Kubernetes Test Series - Performance Testing

Preface

For software, the performance test generally comprises two parts, producing an appropriate load, the second is reasonable observed under load.

The definition of the observed object

Any system performance are all boundaries, the need to ensure the performance cost, manpower, time, also can not be endless, or the full range of performance requirements.
The purpose is to develop software systems in order to better serve customers, users of the system have quality requirements. Affects the quality requirements of the user performance is the main core indicators, others are secondary indicators (such as programmers racking our brains indicators). Therefore, prior to performance testing, to define which user metrics will affect the quality requirement is to work, even if not fully defined indicators. Blind performance test results obtained are usually meaningless.

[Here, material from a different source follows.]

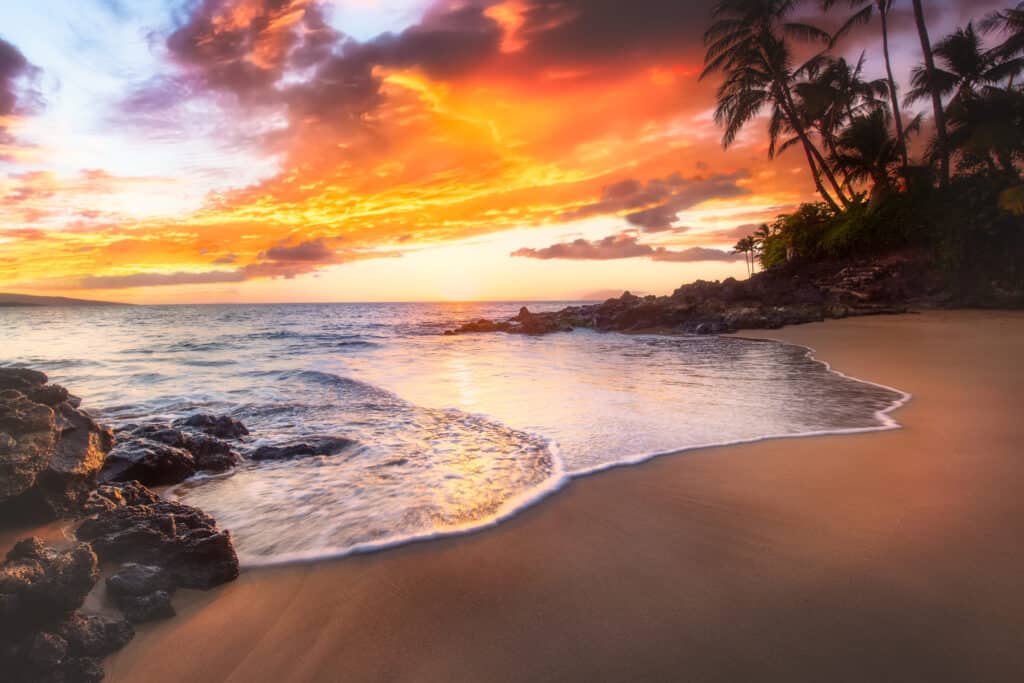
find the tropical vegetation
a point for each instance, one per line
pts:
(936, 168)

Cloud vendors typically use the SLA (Service Level Agreement) to summarize user quality requirements of the system. Unfortunately, due to the complexity of Kubernetes, as of 2019.5.18, the major cloud vendors do not provide SLA may eventually released.
Kubernetes community offers some SLI (service level indicators) and guidance system performance (Service Level Objectives) SLO testing, analysis, see the jump address . These indicators indirectly describes the Kubernetes system service quality, is an indicator of performance testing focus.
In addition, Master machine's CPU, Memory and other indicators, and other indicators ETCD of ioutil also cause significant effect on Kubernetes services, and should therefore be included in the same range observed performance testing.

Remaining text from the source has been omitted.